The Inkwell

“Write hard and clear about what hurts.” -Ernest Hemingway

As a small child I was encumbered with vivid and reoccurring nightmares. One nightmare in particular would become an ominous foreshadowing of my future. I can remember it starting around five or six years of age but perhaps it was always lurking.

My childhood bedroom was quite large and perfectly replicated to the tiniest detail in my dreams. I would stand at it’s center, small. The once sun filled space, with soft pink walls, would begin to seep itself in thick, black paint. The ceiling and walls would pour of themselves an inescapable black tar. I would stand there terror struck as the floor filled and the black tide rose.

I was unable to swim or break free of the heavy swell. Horrified I stood in the center becoming completely enveloped. The long and narrow windows that once let sunbeams stream through were overtaken. Even though I was only a small child and to a varying degree understood each time it was only a nightmare, I knew, this was the end.

I drowned over and over again until the nightmare faded with age.

For over 25 years I have sought out ways to purge myself of the murky sea that wanted to swallow me whole.
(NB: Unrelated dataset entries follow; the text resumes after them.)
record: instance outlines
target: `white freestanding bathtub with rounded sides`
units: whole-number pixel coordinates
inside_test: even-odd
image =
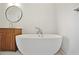
[[[62,36],[56,34],[22,34],[16,36],[18,50],[24,55],[53,55],[61,47]]]

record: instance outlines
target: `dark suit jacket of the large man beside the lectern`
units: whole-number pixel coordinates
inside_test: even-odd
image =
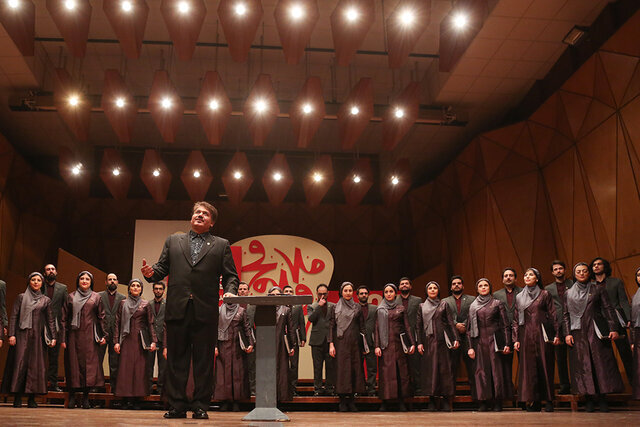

Depression was never a black cloud hanging over my head. Depression was never a cloud, that from underneath an umbrella, you could seek refuge. It was an isolated room that held no light or escape. It was a dark, weighted thing that filled my lungs with every breath.

These days I choose to see the nightmare in a new perspective. I am no longer engulfed by an unknown and vile liquid. I am sitting at the bottom of the inkwell. As the words pour from my fingertips the tide shall lower.